Submitted to: Weed Science
Publication Type: Peer Reviewed Journal
Publication Acceptance Date: 7/1/2002
Publication Date: N/A
Citation: N/A Interpretive Summary: Invasive plants are generally recognized as those species whose introduction by human transport results in economic or environmental harm. In agriculture, invasive plants out compete crops for soil and water resources, reduce crop quality and interfere with harvesting operations and reduce land values. The USDA estimates the annual productivity loss due to invasive species at 7.4 billion. At present the number one invasive species in the US is Canada thistle. Because the increase in carbon dioxide associated with global warming is also known to stimulate the growth of plants, the growth and photosynthetic response of Canada thistle was determined at carbon dioxide concentrations which existed at the beginning of the 20th century, those which exist today, and those which are anticipated to occur by the end of the 21st century. This was done in order to determine the role increasing carbon dioxide has played and will play in the growth of this species. Data from this study indicate a strong, significant response of this species not only to future carbon dioxide (+72 percent) but also to the recent increase in carbon dioxide which has already occurred during the 20th century (+125 percent). In addition to the observed stimulation in growth, carbon dioxide also increased the number and length of leafy spines, potentially altering the rate of herbivory. These data indicate that the increase in carbon dioxide associated with global warming may be an important factor in the growth and spread of this invasive weed.

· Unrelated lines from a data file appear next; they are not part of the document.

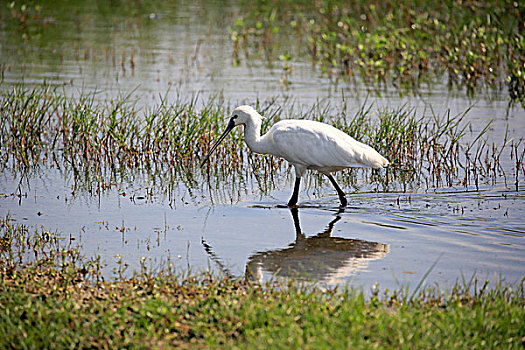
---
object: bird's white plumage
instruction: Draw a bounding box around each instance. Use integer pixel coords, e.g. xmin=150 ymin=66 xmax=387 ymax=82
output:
xmin=265 ymin=120 xmax=388 ymax=173
xmin=202 ymin=106 xmax=388 ymax=207
xmin=234 ymin=106 xmax=388 ymax=177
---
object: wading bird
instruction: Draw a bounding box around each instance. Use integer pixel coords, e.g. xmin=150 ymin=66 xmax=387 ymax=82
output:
xmin=201 ymin=106 xmax=388 ymax=207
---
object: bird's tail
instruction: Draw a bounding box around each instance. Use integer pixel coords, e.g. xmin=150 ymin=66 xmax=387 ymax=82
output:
xmin=366 ymin=150 xmax=390 ymax=169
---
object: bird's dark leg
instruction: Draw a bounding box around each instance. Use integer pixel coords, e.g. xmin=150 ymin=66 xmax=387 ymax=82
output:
xmin=288 ymin=177 xmax=301 ymax=207
xmin=326 ymin=174 xmax=348 ymax=207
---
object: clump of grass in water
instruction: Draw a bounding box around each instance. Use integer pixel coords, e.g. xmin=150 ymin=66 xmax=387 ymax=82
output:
xmin=0 ymin=218 xmax=525 ymax=349
xmin=0 ymin=83 xmax=523 ymax=196
xmin=231 ymin=0 xmax=525 ymax=106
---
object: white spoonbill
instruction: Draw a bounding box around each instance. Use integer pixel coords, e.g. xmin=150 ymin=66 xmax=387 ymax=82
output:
xmin=201 ymin=106 xmax=388 ymax=207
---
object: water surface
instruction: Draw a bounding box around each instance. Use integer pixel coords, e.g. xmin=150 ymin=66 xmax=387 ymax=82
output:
xmin=0 ymin=2 xmax=525 ymax=288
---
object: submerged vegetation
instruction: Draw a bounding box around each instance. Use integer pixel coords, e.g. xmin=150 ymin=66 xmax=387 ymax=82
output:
xmin=0 ymin=217 xmax=525 ymax=349
xmin=231 ymin=0 xmax=525 ymax=107
xmin=0 ymin=86 xmax=525 ymax=197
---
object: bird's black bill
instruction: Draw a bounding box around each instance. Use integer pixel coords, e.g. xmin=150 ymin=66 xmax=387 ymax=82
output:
xmin=201 ymin=118 xmax=235 ymax=167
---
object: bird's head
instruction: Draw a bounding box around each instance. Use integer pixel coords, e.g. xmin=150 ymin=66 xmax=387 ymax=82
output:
xmin=201 ymin=106 xmax=261 ymax=167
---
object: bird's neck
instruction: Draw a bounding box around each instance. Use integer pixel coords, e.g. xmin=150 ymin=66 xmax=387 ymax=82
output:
xmin=244 ymin=119 xmax=268 ymax=154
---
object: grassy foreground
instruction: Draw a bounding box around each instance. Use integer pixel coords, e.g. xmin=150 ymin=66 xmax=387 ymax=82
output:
xmin=0 ymin=269 xmax=525 ymax=349
xmin=0 ymin=217 xmax=525 ymax=349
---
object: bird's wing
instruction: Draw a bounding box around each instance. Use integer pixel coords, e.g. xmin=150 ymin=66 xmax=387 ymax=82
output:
xmin=270 ymin=121 xmax=386 ymax=169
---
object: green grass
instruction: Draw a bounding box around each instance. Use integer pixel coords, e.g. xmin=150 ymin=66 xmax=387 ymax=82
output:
xmin=230 ymin=0 xmax=525 ymax=106
xmin=0 ymin=85 xmax=525 ymax=196
xmin=0 ymin=217 xmax=525 ymax=349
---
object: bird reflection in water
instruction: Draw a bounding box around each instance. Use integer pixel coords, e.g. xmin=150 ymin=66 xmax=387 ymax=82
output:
xmin=203 ymin=208 xmax=389 ymax=284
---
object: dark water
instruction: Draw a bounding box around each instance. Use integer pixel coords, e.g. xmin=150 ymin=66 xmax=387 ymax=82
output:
xmin=0 ymin=2 xmax=525 ymax=288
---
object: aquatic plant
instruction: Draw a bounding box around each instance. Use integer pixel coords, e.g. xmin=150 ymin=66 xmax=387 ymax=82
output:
xmin=0 ymin=86 xmax=525 ymax=197
xmin=231 ymin=0 xmax=525 ymax=107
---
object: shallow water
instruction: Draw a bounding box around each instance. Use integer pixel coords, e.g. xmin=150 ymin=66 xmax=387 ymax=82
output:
xmin=0 ymin=2 xmax=525 ymax=288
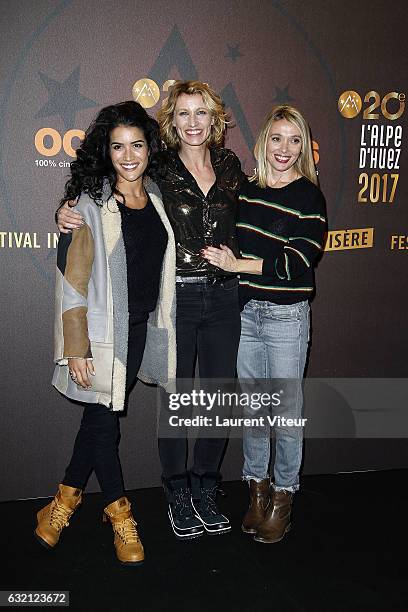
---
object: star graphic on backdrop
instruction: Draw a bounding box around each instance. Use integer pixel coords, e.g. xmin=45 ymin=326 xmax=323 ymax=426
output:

Technical Abstract: Using climate controlled growth chambers, the growth, morphology and photosynthetic response of Canada thistle, a recognized invasive weed, was determined at carbon dioxide (CO2) concentrations of 285, 382 and 721 parts per million (ppm). These concentrations correspond roughly to ambient CO2 levels from 1900, 2001 and those projected for 2100. Rates of single leaf photosynthesis increased significantly with increasing CO2 with no evidence of down-regulation (acclimation) through 35 days after sowing (DAS). At 54 DAS, leaf photosynthetic response was diminished for plants grown and measured at 720 ppm relative to the 380 ppm treatment, but only during the afternoon. No evidence of acclimation was observed between the 285 and 380 ppm CO2 treatments. Significant differences in leaf morphology, particularly the number and length of leaf spines were also observed by 54 DAS, with spine number and length increasing as a function of CO2. By 54 DAS, the start of floral initiation, whole plant biomass had significantly increased by 69 percent for the elevated (720 ppm) CO2 treatment relative to current ambient CO2. However, biomass increased by 126% for the current ambient (380 ppm) relative to the concentration which existed in 1900 (285 ppm). Data from this study indicate that rising CO2 levels associated with global warming may have already been a substantial factor in the early development of Canada thistle by significantly stimulating growth and photosynthesis, as well as altering leaf defenses to reduce potential herbivory. Overall, these changes could have important implications for future competitive abilities of this species as atmospheric CO2 continues to increase.